In achieving Peace, Sustainability and Equity in our own society we can see that EIU has a very important role to play. Sustainable Development in the perspective of UNESCO is grounded on four interdependent systems and supports four inter-related principles for sustainable living, viz.
Four Inter-Related Principles:
Peace and Equity, Democracy, Appropriate Development and, Conservation
In referring to Education for Sustainable Development, I refer to it in a dynamic and transformatory sense. ESD having the potential of being the fifth pillar of ‘Learning the Treasure Within’ namely, ‘Learning to Transform’.

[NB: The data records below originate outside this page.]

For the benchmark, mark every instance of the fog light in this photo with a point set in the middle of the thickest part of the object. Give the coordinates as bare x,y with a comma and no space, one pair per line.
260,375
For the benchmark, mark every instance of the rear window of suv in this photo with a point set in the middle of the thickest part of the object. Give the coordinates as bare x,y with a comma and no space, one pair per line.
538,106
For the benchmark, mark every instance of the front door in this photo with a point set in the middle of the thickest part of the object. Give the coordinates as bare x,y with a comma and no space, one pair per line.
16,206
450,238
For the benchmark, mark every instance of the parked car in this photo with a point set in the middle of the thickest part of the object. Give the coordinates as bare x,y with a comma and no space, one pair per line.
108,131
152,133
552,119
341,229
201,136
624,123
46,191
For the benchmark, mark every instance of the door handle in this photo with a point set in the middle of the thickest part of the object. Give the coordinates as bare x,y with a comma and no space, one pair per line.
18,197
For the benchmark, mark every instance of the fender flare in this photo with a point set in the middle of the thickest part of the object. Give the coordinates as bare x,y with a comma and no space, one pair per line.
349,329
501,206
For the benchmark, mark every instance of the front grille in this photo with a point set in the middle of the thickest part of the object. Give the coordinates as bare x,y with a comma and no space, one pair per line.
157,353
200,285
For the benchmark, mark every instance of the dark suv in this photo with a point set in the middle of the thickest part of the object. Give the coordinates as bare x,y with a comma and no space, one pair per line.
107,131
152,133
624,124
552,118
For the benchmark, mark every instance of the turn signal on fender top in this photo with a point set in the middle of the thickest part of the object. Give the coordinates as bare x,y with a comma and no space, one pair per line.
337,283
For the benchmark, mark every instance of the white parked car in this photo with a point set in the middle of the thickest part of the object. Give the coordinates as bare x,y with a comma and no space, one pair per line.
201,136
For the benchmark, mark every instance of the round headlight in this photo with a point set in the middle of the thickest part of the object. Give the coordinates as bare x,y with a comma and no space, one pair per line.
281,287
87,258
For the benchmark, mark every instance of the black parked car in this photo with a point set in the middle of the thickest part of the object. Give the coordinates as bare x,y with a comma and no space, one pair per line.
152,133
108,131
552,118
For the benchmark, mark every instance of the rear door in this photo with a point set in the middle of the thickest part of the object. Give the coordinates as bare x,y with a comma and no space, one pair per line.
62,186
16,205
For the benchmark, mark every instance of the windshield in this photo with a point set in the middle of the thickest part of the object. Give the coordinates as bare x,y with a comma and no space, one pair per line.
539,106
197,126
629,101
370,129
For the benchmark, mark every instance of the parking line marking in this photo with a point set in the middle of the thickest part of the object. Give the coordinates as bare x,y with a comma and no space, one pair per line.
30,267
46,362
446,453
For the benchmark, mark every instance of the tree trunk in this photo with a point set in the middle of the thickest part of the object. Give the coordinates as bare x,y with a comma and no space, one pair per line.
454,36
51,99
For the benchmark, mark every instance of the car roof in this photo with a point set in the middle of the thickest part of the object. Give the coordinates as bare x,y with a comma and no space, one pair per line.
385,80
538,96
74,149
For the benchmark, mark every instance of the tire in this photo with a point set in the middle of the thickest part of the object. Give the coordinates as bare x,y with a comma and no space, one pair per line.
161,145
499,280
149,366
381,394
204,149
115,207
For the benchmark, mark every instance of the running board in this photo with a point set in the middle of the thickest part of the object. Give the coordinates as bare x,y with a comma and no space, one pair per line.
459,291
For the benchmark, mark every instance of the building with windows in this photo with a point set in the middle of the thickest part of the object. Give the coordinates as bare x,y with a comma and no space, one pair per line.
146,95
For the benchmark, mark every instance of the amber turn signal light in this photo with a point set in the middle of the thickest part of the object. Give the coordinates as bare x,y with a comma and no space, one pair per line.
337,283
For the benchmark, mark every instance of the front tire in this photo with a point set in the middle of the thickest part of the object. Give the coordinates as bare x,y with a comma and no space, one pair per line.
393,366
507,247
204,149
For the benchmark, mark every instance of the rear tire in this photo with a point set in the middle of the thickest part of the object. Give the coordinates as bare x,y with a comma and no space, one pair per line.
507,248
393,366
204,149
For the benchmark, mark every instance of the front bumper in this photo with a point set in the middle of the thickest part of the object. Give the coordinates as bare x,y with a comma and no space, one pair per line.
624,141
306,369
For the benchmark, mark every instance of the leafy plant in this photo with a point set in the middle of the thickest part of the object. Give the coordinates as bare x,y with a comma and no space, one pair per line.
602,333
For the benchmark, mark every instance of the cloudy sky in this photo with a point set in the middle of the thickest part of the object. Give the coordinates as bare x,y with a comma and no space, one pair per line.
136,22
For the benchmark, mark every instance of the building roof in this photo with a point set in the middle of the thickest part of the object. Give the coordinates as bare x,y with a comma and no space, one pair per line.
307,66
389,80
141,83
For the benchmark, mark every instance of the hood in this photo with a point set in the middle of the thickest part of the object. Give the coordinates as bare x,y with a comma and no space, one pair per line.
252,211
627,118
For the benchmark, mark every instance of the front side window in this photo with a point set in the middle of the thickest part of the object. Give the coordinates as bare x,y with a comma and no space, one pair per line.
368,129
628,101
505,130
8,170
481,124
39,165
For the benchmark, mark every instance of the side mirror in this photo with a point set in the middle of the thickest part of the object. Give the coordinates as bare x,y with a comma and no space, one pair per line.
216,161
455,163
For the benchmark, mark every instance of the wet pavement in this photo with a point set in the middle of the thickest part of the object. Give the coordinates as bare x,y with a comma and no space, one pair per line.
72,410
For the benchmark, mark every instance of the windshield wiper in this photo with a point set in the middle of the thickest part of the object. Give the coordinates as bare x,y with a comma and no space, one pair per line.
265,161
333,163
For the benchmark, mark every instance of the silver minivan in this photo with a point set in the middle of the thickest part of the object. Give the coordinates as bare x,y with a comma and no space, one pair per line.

In my view ESD is not Environment Education (EE), and for this it is important to understand what EE can do or cannot do in the context of ESD. Without doubt EE has contributed to a wider awareness about the environment, promoting of the understanding of the responsibility of human beings for the environment and their duties to care for it and a deeper understanding of the web of nature. The advantage of EE has also been that it has relied a lot on natural science, whereas ESD may be still limited in that direction, the flip side of this strength in EE has also meant very weak links have been built between society and knowledge (in terms of the science) of the environment. EE has tended to be more individualistic and limited with regard to understanding of structures. A related issue with regard to ESD is that it is not just about creating new knowledge about Sustainable Development but in the extension of the knowledge we already have. From such a perspective, ESD has an immense potential to link science and society, to extend knowledge about sustainable development, involving, the natural sciences (ecosystems and sinks), the social sciences (peace and equity) and society (participation and empowerment).
By way of a Conclusion:
In such a background does it make any sense, for a small group of people talking about
Education for International Understanding, Education for Sustainable Development and Values Education? It does but people who promote such Educational objectives also try to picture themselves as such altruistic individuals that their promotion of such education becomes also suspect in the eyes of many especially well meaning people in the formal education system. This is mainly because they advocate such ‘altruism’ for others but promote what is seen as individual and institutional self-interest. What is important is to recognize that building on the ‘self-interest’ of people has a value in promoting change. Linking ‘ecology’ and ‘economics’ is a kind of ‘education for conviviality’ which as a perspective and approach has a great potential to provide the tools and be the synthesizer, that can provide societies the urgently needed conditions for peace, understanding and sustainability. Herein lie the steps that we can take towards ‘sustainable futures’.